Good Heavens, has this bishop forgotten about the laity? It is the laity who hold the purse for this church - and for the local parish and it is the laity that make up the Anglican Communion Network. He seems to be totally ignorant - this is a movement of the laity. You pick on the Network, you pick on us. It is the laity who is speaking in regards to the property, not some feudalistic lords sitting in their ivory towers in San Francisco and Washington DC (Nobb Hill and St. Alban's). On one hand he hails our freedom, on the other hand he uses the "royal we" in regards to what he call "our" property. It's God's property and we are the stewards of that property. We hold the purse, not the clergy, not the bishops, not even the Episcopal Church. It is the People, the parish, the people who pay the bills and mow the grass - not some clerics who think they are kings.
Such hypocrisy. It's not about homosexuality - it's about hypocricy. Go ahead and throw your stones at Archbishop Akinola. But the laity is the one speaking and not some purple or black shirts or white collars. The real revolution in the Episcopal Church is the empowerment of the priesthood of all believers. I don't think Bishop Swing gets it.
See you in Columbus.
bb
WOW! Thank you Babyblue!
Point of clarification these words were spoken by Rick Warren, another great man, but not Archbishop Akinola.“They (the Episcopal Church) may get the building, but you will get the blessing. What God is looking for is your faith, not your facility.”
Outside of the fact that this article is self contradictory, I thought the least it could do is get the facts right.

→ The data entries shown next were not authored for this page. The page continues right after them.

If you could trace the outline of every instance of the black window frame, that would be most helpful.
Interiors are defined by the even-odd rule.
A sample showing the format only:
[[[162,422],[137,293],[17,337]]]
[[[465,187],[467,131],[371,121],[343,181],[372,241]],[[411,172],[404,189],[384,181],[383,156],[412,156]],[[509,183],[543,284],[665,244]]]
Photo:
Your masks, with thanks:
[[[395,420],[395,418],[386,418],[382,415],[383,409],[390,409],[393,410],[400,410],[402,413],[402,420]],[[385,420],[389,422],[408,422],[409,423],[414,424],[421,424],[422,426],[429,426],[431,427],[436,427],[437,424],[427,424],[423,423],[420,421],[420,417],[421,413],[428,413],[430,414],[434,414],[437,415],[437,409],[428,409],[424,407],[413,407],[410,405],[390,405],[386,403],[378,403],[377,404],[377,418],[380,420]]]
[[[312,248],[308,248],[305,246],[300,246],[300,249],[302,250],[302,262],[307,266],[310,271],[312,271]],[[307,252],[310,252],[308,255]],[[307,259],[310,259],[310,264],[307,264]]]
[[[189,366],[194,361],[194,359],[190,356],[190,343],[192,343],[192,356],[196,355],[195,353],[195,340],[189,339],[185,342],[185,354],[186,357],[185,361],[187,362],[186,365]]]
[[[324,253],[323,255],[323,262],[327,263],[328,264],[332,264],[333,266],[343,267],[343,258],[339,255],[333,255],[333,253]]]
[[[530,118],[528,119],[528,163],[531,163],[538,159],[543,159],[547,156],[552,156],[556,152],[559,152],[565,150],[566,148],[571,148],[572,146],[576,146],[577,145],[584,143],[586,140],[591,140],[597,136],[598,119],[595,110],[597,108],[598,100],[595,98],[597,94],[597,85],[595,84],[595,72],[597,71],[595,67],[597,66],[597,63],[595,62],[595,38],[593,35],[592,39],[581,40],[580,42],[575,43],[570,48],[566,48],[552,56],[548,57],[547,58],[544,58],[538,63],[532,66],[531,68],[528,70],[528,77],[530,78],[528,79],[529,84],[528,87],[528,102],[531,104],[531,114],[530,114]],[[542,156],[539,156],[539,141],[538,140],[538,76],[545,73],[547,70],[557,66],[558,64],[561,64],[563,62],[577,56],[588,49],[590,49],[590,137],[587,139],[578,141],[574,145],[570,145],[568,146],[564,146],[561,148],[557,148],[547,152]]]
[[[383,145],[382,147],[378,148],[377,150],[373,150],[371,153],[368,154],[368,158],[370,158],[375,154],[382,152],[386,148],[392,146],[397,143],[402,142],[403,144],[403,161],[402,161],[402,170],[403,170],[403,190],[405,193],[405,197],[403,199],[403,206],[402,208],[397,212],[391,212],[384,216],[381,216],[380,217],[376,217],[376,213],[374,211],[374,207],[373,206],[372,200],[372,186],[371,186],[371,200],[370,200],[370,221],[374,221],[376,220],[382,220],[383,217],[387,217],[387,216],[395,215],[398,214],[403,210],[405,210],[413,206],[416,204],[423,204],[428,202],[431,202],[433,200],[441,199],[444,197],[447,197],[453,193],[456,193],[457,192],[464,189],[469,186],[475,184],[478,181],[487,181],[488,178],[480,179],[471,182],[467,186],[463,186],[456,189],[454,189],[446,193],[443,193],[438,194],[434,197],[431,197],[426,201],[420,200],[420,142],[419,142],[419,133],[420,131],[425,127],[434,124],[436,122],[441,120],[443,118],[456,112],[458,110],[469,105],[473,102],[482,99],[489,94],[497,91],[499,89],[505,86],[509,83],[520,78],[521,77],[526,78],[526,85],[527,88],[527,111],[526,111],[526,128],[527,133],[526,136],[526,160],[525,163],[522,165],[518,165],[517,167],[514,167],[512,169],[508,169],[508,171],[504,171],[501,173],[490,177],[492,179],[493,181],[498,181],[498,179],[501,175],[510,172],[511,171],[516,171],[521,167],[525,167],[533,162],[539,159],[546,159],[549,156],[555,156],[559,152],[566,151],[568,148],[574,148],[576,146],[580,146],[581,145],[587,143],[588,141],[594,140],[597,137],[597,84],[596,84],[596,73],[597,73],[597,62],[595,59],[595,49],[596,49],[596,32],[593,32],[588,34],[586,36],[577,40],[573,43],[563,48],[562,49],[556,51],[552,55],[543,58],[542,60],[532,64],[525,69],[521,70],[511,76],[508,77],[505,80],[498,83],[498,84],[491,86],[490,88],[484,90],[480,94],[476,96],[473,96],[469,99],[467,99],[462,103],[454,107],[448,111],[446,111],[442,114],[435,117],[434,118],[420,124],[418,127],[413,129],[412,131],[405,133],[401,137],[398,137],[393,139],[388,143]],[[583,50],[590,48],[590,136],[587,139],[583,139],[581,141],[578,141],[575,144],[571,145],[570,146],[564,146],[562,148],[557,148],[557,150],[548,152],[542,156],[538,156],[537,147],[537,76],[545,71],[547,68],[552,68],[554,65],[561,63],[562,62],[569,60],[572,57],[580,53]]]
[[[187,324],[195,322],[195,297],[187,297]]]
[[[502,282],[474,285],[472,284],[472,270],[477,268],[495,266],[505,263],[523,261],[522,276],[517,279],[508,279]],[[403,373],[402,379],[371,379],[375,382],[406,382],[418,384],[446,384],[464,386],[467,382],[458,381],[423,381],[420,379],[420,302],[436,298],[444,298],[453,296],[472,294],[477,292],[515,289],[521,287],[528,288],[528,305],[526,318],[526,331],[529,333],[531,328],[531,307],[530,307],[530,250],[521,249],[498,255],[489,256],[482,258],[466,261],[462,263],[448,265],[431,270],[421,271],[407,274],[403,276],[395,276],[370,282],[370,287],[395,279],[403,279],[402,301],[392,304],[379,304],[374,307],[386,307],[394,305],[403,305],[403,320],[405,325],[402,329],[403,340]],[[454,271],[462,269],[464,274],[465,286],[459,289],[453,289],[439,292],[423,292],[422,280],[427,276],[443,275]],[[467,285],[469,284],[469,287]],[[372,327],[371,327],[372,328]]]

Laura ... presuming that the Holy Spirit is indeed genderless and given the limitations of our English language when one must default to pronouns for describing the Third Person of the Trinity alternating between the male and female acheives a good balance. (As for "scriptural warrant" there's the Hebrew word for Spirit to fall back on -- Ruach.
Amazing, Anon - Swing completely screws up by pointing fingers at Archbishop Akinola for the comment "They (the Episcopal Church) may get the building, but you will get the blessing. What God is looking for is your faith, not your facility." And it turns out it's Californian and author of the Purpose Driven Life, Rick Warren (who was also at the Pittsburgh meeting attended by thousands of Episcopal laity). Wonder when Swing will issue his clarification?
Amazing all this stone-throwing at Akinola. Wonder what he'll be blamed for tomorrow?
Well done, Anon!
Oh a lunatic fringe mutual admiration society developing between bb and anon. Isn't it cute!
Well, Laine, when the wingnuts start coming in out of far right field, that happens.
Rev. Susan,
You bring up a good point, and it further illustrates what I'm saying: This whole thing is terribly messy and not as simple as Bishop Swing makes it out to be. My point is not to go around charging orthodox priests and bishops of "mutiny" and other slanderous accusations. They have larger concerns, as do you.
The church truly needs God to grant Solomonic wisdom to deal with the competing interests of all who have contributed time, money, and a myriad of resources to the church.
In an ideal situation, we would not be facing any of this. But given the times, rectors and bishops have to be concerned with the property to which their parishioners have devoted much prayer, financial resources, work, etc. They may still need to follow Rick Warren's advice and give up the property. But such concern is not wrong; it's part of being a shepherd.